Os ovos fossilizados e os fragmentos são de espécies que viveram há cerca de 70 a 80 milhões de anos

Uma ninhada com cerca de 20 ovos fossilizados do tempo dos dinossauros foi descoberta em um sítio arqueológico na cidade de Presidente Prudente, no interior de São Paulo.

O paleontólogo William Nava conversou com a reportagem de O Tempo nesta sexta-feira (11) sobre a descoberta. Ele explica que, de acordo com estudos preliminares feitos na ninhada, é possível dizer que os ovos são de crocodilos que viveram nos anos jurássicos. Próximo ao local, o paleontólogo também encontrou um ovo inteiro e fragmentos de ovos que seriam de um tipo de dinossauro carnívoro que viveu há cerca de 70 a 80 milhões de anos.

“A descoberta da ninhada foi em janeiro deste ano, mas, as informações só foram divulgadas agora porque estávamos fazendo alguns estudos preliminares junto com outros paleontólogos e chegamos a essa conclusão (que são ovos do período cretáceo)”, disse Nava.

Nava acredita que os ovos diferente dos de crocodilos são de um tipo de um terópode, um pequeno dinossauro carnívoro, pelas características do material. “Perto da ninhada tinha um ovo inteiro, e um pedaço de ovo que poderia ser de dinossauro carnívoro porque o tamanho era maior e a casca bem mais espessa. A ornamentação da casca também era diferente das demais encontradas”, explicou.

O paleontólogo ressalta que esse tipo de descoberta é rara e vai lançar luz sobre as espécies que habitaram a região há milhares de anos. “Esses achados são muito importantes, porque encontrar ovos inteiros fossilizados é um evento bastante raro no mundo. É uma raridade da natureza esses ovos terem ficado conservados por tanto tempo”, ressaltou.

O pesquisador diz também que o estado em que os ovos foram conservados lança luz para outros estudos. “Outro dado importante é que essa ninhada conservada pode apontar condições ambientais favoráveis não só para a existência de dinossauros na região, mas para estruturas mais frágeis. Pode abrir outro campo de pesquisa científica para acharmos mais ovos também”, ponderou Nava.

Próximos passos

Nava, que atua há 28 anos com paleontologia, diz que após essa descoberta os trabalhos irão continuar na região, dessa vez para verificar se há fósseis nas proximidades do local onde a ninhada foi encontrada. “Não se sabe se os ovos foram postos e abandonados, ou se eles foram eclodidos. Uma das hipóteses que temos trabalhado é que eles foram soterrados e o tipo de local onde ficaram possibilitou esse estado de conservação com o qual encontramos. Como não encontramos fósseis no entorno, continuaremos as escavações”, explicou.

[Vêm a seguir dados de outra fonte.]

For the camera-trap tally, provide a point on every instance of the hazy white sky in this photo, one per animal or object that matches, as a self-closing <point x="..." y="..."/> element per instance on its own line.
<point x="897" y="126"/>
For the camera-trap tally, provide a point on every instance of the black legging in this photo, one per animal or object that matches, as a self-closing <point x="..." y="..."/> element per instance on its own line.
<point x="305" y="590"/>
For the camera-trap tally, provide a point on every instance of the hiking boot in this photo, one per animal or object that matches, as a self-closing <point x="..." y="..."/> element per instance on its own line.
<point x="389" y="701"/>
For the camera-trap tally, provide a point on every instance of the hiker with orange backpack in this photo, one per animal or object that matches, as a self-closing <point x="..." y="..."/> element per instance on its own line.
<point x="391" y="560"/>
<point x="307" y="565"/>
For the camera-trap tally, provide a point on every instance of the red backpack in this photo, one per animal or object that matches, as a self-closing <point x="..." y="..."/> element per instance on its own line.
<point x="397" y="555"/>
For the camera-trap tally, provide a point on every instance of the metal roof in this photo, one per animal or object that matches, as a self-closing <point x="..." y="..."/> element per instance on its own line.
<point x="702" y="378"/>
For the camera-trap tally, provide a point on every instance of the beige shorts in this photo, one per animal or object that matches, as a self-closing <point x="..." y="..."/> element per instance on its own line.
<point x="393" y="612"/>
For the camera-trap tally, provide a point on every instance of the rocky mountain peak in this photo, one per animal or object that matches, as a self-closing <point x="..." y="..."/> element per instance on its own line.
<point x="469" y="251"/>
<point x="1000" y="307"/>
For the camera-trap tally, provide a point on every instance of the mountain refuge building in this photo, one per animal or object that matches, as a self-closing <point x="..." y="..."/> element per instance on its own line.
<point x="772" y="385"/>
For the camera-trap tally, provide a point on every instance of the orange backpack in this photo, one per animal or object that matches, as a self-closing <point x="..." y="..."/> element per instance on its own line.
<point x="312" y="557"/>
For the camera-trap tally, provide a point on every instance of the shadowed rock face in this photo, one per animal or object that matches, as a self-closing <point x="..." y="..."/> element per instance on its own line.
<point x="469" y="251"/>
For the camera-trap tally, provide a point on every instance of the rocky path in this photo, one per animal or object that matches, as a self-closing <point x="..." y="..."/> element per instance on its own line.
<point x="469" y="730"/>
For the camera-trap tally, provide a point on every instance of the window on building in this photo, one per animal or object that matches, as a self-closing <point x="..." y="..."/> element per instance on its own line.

As próximas escavações também terão como objetivo descobrir a qual espécie de dinossauro pertence o ovo e os fragmentos descobertos. “Ainda não é possível determinar o tipo de dinossauro porque no sítio não foram encontrados nenhum fragmento fóssil que indique alguma espécie de dinossauro desse tipo na região. Vamos nos debruçar sobre isso agora”.

Ainda sem visitações

Por enquanto, a ninhada não será disponibilizada para exposição ao público em nenhum museu do país. “Após eles (os ovos) serem submetidos aos estudos para reconhecimento do material, aí é que poderão ser disponibilizados para visitação. Ainda não temos data e local, mas é possível que irão para o Museu de Paleontologia de Marília (em São Paulo)”, explicou Nava.

O Museu de Paleontologia de Marília está fechado para reforma atualmente. Ainda não há data para reabertura do espaço.